The Future of Housing: Brighter Than You Think

People Will Still Be Buying Homes and The Population is Growing…

The future of home lending belongs to the Echo Boomers, or the children of baby boomers, industry executives say. This demographic cohort is roughly 80 million strong and many are staying on the sidelines for now, according to Lisa Zakrajsek, executive vice president of Wells. For the most part, this population is more interested in renting. However, a notable portion will want to buy a home, one day. “We did a deeper study of this demographic,” she said. “This millenial population in the age range of 11 to 31 is an enormous population. There are 6 million more potential first-time homebuyers today than there were in 1977 and this population is still interested in buying property.” Despite the desire to buy a home, Zakrajsek said these people, also known as Millennials, are putting off purchasing as the market continues to drag and the jobs situation remains shaky. But she believes the next generation of homebuyers will dive in head-first when the time is right. Shawn Krause, executive vice president of Quicken Loans said these young buyers are expecting a lending industry that is more in line with their preferences. This means products need to be diverse and evolved, employing traditional methods, as well as online lending services and even social media outreach, according to Krause.

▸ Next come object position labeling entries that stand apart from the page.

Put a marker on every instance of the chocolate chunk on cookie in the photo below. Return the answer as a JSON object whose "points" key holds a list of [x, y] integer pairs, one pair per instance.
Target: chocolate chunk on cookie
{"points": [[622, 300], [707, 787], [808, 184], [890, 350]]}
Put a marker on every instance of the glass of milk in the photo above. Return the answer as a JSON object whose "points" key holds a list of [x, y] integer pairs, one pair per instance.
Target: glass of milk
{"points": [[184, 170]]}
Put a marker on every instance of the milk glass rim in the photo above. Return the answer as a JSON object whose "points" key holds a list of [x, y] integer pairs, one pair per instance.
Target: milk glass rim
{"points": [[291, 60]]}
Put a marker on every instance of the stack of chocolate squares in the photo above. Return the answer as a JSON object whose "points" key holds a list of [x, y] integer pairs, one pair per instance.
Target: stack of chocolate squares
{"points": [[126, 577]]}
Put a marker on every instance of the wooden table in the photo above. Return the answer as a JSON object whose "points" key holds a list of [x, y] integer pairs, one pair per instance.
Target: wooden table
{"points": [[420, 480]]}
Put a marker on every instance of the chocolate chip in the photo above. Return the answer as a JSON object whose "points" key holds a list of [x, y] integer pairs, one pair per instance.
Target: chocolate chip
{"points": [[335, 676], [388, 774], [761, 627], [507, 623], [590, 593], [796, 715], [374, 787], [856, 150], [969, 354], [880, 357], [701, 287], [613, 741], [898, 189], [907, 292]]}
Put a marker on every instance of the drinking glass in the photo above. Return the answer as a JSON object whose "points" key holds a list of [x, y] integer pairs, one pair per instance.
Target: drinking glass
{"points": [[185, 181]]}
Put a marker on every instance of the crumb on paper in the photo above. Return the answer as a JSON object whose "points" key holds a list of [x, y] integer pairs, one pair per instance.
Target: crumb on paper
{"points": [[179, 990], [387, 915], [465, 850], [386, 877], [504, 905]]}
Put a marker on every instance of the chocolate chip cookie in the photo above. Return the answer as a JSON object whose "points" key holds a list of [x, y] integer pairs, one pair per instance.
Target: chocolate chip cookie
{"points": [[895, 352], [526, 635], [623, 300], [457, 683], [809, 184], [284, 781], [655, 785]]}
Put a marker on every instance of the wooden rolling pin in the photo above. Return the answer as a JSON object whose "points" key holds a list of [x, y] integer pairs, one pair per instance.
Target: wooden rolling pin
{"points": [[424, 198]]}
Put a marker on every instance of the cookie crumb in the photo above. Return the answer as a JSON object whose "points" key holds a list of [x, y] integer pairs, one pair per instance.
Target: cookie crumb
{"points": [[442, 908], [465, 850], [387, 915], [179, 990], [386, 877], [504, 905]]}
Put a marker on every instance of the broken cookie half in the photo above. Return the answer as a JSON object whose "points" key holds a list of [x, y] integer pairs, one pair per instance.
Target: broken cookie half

The Mortgage Bankers Association is projecting a 28% jump in purchase money originations in 2011. And even though refi originations are expected to fall off the cliff, the MBA is still looking for a $1 trillion year. Issued at the group’s annual secondary market conference in New York, the latest forecast calls for an increase in purchase money loans from $474 billion last year to $606 billion in 2011. Refi lending, on the other hand, is projected to decline 59%, from $1.33 trillion in 2010 to just $424 billion this year. MBA expects an even more precipitous drop in refi business in 2012, when the volume of new loans taken out to replace existing loans falls to $233 billion. At the same time, though, purchase money lending is expected to increase again in 2012, to $729 billion. Overall, originations will decline from $1.5 trillion in 2010 to $1.03 trillion this year and to $962 billion in 2012.